Step 3: Clean and Tidy
If you have not watered, then you have the opportunity to take a soft cloth and wipe off the glass. You can also blow SOFTLY through a drinking straw to clean dust or move sand around. Removing the dust and dirt from above the soil line is what gives the terrarium a clean modern feel. Take this opportunity to place smaller decorative objects. I used some reindeer moss and a small (live) hen and chick next to the main succulent. You could also place rocks, a layer of sand, etc. The only limit is space, ability to withstand dampness, and your imagination.
Step 4: Tips and Tricks
Time to water! This is where everything can and has gone South for me. Water too fast and you end up making holes in the soil, or flooding the entire terrarium. Trust me on this one, flooding it is bad, bad, bad. I was talking instead of paying attention (imagine that) and ended up floating all my plants out of the soil and mixing in my sand. I had to dump everything and start over. The easiest way to insure a non-messy watering is use a spray bottle and let it trickle down the glass. Otherwise, be super careful to only add a trickle of water.

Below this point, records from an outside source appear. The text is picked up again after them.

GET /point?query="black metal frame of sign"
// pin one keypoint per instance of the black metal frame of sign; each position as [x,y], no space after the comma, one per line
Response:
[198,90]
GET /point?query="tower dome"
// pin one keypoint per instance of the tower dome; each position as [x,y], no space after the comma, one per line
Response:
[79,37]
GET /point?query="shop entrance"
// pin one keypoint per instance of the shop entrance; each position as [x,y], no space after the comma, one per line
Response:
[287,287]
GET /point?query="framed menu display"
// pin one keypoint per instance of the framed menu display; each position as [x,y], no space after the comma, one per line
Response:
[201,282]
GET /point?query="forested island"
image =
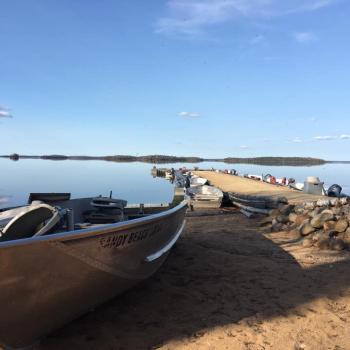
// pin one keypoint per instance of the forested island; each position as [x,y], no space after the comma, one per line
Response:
[163,159]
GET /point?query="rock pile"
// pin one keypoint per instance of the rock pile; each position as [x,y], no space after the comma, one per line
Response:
[324,224]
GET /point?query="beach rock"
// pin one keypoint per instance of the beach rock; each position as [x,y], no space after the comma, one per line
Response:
[292,217]
[337,244]
[318,235]
[306,228]
[329,225]
[345,210]
[301,218]
[341,225]
[266,221]
[323,202]
[294,233]
[299,209]
[315,212]
[344,200]
[321,218]
[277,227]
[286,209]
[283,219]
[283,200]
[337,211]
[334,201]
[346,236]
[309,205]
[332,233]
[308,242]
[274,212]
[323,244]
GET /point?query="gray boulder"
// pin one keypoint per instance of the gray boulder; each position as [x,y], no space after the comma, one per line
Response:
[321,218]
[341,225]
[306,228]
[337,244]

Make sure to pay attention to the microclimate you just created. The sun can get very warm through the glass and/or the environment can easily get too wet or dry. The nice thing is that the container is glass so you can actually look at the soil and drainage material to see your water level. Also, remember there is not a lot of nutrients (as in none) coming into your terrarium. You may need to add a liquid fertilizer every 3-4 months to keep your plants nice and healthy.
If you want some amazing inspiration this was the book I got as a gift:*
Otherwise a quick glance through Pinterest can really give some great ideas to get you started.